I blame Mike Shevdon. I hope you're reading this, Mike, because it's all your fault. I also blame Angry Robot. They were the ones who sent me an ARC of his new book, after all. It's being launched on the same day as my new book, only the other side of the world, so I thought I should read it tomorrow. Tomorrow. Which is a reasonably quiet day. Sunday. You got that, Mr Shevdon?
Last night (Friday) I took it with me into the bedroom. It was late and I was tired, so I thought that five pages would be nice. Two hundred and fifty-three pages later I remembered that today was already Saturday and had been for far too long and that I had a very big day. I reluctantly put the book down and slept. I woke up again, got out of bed and onto the computer, discovered it was still -1 outside, and went back to bed and finished the book. This is why I'm doing everything on Saturday night except watching the movie I had planned. I blame Mike Shevdon.
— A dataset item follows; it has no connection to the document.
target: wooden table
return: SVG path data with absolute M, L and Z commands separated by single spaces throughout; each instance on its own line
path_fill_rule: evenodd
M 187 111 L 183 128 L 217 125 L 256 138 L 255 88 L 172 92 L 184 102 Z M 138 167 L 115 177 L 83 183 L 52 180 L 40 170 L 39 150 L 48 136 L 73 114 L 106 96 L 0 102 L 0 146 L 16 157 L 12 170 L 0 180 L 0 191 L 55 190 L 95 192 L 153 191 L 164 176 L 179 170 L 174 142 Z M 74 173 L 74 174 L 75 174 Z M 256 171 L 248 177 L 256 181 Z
Seriously, The Road to Bedlam is tighter than Sixty-One Nails. It's a good light read and it builds on the world of Sixty-One Nails without many of the problems second novels in sequences tend to have. The characters work, and Shevdon doesn't make the mistake of overloading Niall (the protagonist) with the superhumanness (is that a word? I don't know. It is now :) ) and amazing powers that were being hinted at in the first volume. He can do things, certainly, but his personality is obstinate and loves being in control and he always stops and argues just because he can. I wanted to strangle him, time after time, because he never got on and did things, but always argued. It made a lovely change from having a hero who succeeds only because everyone else is so very stupid. I would have liked to see more of the personalities of the Feyre, but there were a lot of characters and he does a good job of keeping them distinct. Also in showing that I'm not the only one who will strangle Niall if he keeps arguing just because.
What was particularly nice about The Road to Bedlam is that it uses familiar places and folklore, but manages to keep it fresh and to sustain an entertaining pace. The biggest thing that's wrong with it is that it's one of those books that are hard to put down and I now really, really need a good night's sleep. For which I blame the author, of course.